Tuesday, October 22, 2013

Sumo Athena stereo preamplifier

I had a minor dilemma. I use a Decware Zen Triode Select to power 105dB-sensitive Klipschorns with 2 watts a channel in my main set-up, and it has no phono stage. I've been trying to acquire an Apt Holman preamp, without success (seems they're highly-touted as a clean, versatile link between source and amp).

Sumo Athena preamp, pictured on top
So... after a pretty exhaustive search for the celebrated Apt Holman, I coalesced to an offer for the venerable Sumo Athena, readily available as well as highly regarded in its own right.
Reading the included manual, the Athena is best left on indefinitely, as the circuitry is thereby allowed to open up and bloom to its full audio potential. I'll admit that, after reading this and deciding to give the advice a try, I was a bit skeptical. Tweaks and electronic hoodoo like this are generally eschewed here at mind's eye music studios.
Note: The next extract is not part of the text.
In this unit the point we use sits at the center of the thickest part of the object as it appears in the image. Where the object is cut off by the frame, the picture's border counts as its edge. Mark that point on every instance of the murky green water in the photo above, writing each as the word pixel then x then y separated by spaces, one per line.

Since it's generally accepted that tubes need to warm before really hitting their stride, I figured I'd heed the advice if it was worth suggesting in the first place.
The preamp has been on for about a week, and it sounds really clean and open, no considerable coloration, and presents Spotify and my file collection via JRiver Media Jukebox really well.
Now it's time for some vinyl.

My record collection mostly consists of classic rock and pop, and I look for quality pressings and well-recorded and -mastered examples of the genre. My Thorens TD-165 (covered in these pages) is my second choice of 'tables for this task (Luxman PD277 being my #1), but clearly able to handle vinyl duties with the aforementioned components.

With a new stylus on my Pickering, I set out to find out if the Athena would live up to its hype. I started with Camel "I Can See Your House From Here", with lush orchestral rock at the forefront. Beautiful strings, synths, and a proggy approach to songwriting proved to be no problem for the Athena. "Who We Are", the standout cut from the LP, sounded beautiful and completely free of untoward artifacts. I knew we were getting there...

Rare Bird's self-titled first LP on Probe was next. Recorded with a different approach but equally as proggy as Camel, the organ took center stage, and shined wonderously. No hint of any thing out of order, just the customary surface noises that permeate the playing (unsignificantly so). The Pickering could only go so far to mitigate a bit of surface sound, so that was to be expected. The Luxman/Grado combo excels at quieting a record noticeably more so.

No tone controls, and a versatile but simple front panel layout offers options for recording and playback, and a switch inside selects MM or MC cart use. This preamp is well-designed with audiophile-grade electronics, and a stout build. Nothing flimsy here!

The Athena lived up to expectations, and played vinyl as well as files and streaming audio with no problems. Looks as well as functionality make the Sumo Athena a keeper here at mind's eye music. With dual outpus, biamping with external crossover is a breeze.
Keep your preamp on and your tunes up! Later!